Stelmet Zielona Góra rozegrał już kilka sparingów przed nadchodzącym sezonem. W ostatnich dniach podopieczni Andrzeja Adamka rywalizowali w towarzyskim turnieju w Lublanie.

Biało-zieloni turniej w Słowenii zakończyli z bilansem jednej wygranej i dwóch porażek. Wyniki spotkań nie były jednak najważniejsze - sparingi miały służyć poprawie popełnianych podczas meczów błędów. - Uważam, że w naszej grze widać progres.
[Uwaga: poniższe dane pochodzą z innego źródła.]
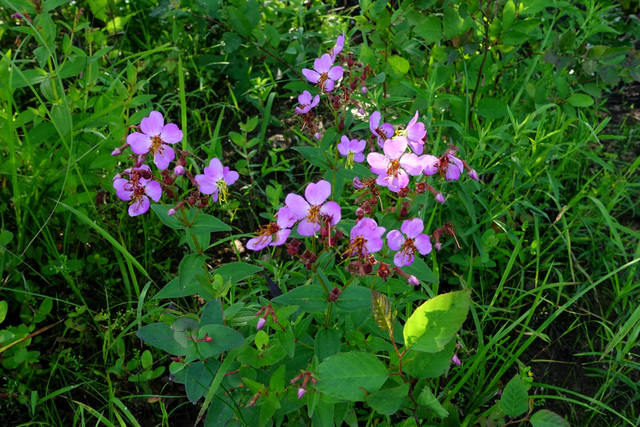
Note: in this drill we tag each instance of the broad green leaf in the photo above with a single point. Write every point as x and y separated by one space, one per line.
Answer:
427 399
169 221
389 400
236 271
354 298
421 270
184 329
212 313
546 418
205 223
199 377
327 343
428 365
381 310
189 266
222 337
580 100
514 401
310 298
348 375
4 309
160 335
399 64
492 108
430 30
437 321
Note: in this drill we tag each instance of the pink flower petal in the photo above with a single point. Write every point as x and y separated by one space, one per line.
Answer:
140 143
412 227
395 240
298 205
171 134
153 124
317 193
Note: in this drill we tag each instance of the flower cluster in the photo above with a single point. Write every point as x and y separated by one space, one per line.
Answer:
154 138
396 157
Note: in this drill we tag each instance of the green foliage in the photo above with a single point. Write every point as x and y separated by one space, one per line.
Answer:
542 278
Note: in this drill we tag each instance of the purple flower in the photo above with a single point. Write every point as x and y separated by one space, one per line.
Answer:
275 233
352 150
415 134
313 210
337 48
456 360
155 138
415 240
324 74
216 179
383 132
394 167
306 102
137 189
366 238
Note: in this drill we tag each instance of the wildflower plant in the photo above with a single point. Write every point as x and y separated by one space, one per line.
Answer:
361 323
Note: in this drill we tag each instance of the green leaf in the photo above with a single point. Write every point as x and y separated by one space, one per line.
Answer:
354 298
399 64
236 271
580 100
437 321
160 335
545 418
310 298
388 401
421 270
514 401
327 343
169 221
199 377
348 375
430 30
205 223
189 266
222 337
428 365
427 399
184 329
4 309
492 108
381 310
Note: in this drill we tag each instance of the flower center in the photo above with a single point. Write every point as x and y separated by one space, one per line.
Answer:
222 190
394 167
156 144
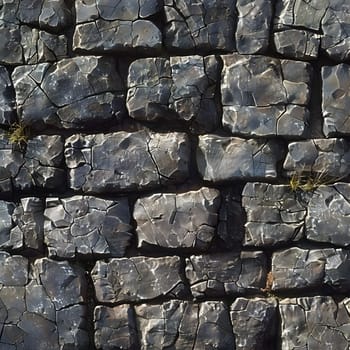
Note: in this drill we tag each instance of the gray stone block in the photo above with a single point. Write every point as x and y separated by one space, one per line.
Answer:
226 274
265 96
86 225
274 216
335 99
137 279
186 220
254 323
124 161
184 325
95 92
253 26
314 323
204 25
231 158
181 88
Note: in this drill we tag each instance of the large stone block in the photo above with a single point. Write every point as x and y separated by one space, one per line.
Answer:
265 96
137 278
170 220
203 26
124 161
315 323
86 225
72 93
184 325
115 26
226 274
180 88
230 158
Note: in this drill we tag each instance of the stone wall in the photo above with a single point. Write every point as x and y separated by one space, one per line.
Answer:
174 174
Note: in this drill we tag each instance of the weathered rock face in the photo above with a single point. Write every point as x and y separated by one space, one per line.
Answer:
171 220
125 161
181 88
94 92
264 96
108 26
86 225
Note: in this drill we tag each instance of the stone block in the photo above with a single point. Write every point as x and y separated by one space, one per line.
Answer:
137 279
124 161
85 225
186 220
265 96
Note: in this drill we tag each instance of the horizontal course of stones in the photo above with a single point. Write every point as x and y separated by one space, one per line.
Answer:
184 184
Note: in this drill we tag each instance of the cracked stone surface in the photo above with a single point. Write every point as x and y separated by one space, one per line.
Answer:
115 327
203 25
124 161
42 307
265 96
86 225
180 88
95 92
116 26
253 26
254 323
186 220
335 99
297 268
137 278
231 158
184 325
274 216
329 157
38 166
220 275
315 322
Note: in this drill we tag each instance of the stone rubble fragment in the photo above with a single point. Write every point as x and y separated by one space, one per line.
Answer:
186 220
125 161
85 225
116 26
231 158
314 323
95 92
137 279
184 325
179 88
254 323
203 25
226 274
265 96
273 215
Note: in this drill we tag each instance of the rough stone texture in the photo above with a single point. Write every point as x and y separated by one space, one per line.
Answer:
137 279
297 268
253 27
315 323
336 99
327 157
274 216
126 161
87 225
95 92
254 323
220 275
265 96
182 88
184 325
115 327
231 158
115 26
186 220
203 25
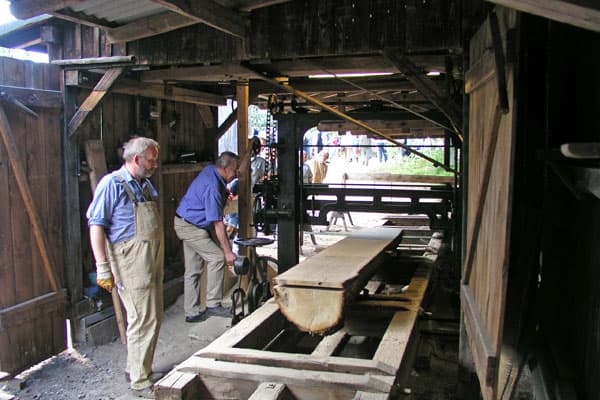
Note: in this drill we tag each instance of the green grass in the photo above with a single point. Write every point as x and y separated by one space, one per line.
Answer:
412 164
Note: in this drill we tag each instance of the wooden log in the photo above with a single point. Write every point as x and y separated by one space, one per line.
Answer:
313 294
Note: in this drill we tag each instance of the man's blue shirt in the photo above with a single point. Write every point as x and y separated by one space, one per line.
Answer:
111 207
204 200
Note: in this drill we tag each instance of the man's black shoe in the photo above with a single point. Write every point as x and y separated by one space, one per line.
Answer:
196 318
218 311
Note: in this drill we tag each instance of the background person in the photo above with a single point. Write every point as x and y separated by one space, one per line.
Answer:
199 219
127 241
318 167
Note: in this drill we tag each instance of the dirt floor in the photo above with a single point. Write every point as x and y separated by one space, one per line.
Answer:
87 372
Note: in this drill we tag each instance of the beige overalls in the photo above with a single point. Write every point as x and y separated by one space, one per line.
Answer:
138 267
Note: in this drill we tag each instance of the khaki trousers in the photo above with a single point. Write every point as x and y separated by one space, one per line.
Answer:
199 250
138 267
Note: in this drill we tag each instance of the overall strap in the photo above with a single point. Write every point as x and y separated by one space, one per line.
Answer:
128 190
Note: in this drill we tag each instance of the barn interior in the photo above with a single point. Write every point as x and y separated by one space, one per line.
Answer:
510 87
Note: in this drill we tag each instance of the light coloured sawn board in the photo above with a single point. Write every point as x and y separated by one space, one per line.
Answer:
312 295
342 262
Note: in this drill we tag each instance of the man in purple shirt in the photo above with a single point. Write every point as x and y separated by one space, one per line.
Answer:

W każdym kolejnym spotkaniu mogliśmy poprawiać pewne elementy, choć nieco dokuczały nam kontuzje, przez co skróciła się nasza ławka - skomentował Steve Burtt.

[ad=rectangle]

W Lublanie zagrali już reprezentanci Polski, którzy jako ostatni dołączyli do drużyny wicemistrzów Polski. - W drużynie jest świetna atmosfera. Każdy wzajemnie siebie wspiera, w zespole czuć chemię. Na pewno z kadrowiczami trenuje i gra się o wiele lepiej. Teraz jesteśmy w komplecie i możemy budować jeszcze lepszą chemię i więzi w zespole - dodał Amerykanin.

Rozgrywający Stelmetu przebywa w Zielonej Górze od kilku tygodni. 30-latek zapewnia, że odpowiada mu klimat panujący w Winnym Grodzie. - Muszę szczerze przyznać, że podoba mi się miasto. Zielona Góra jest mała, ale niczego w niej nie brakuje, czuję się komfortowo. Poza tym ludzie i kibice są naprawdę wspaniali - zakończył Burtt.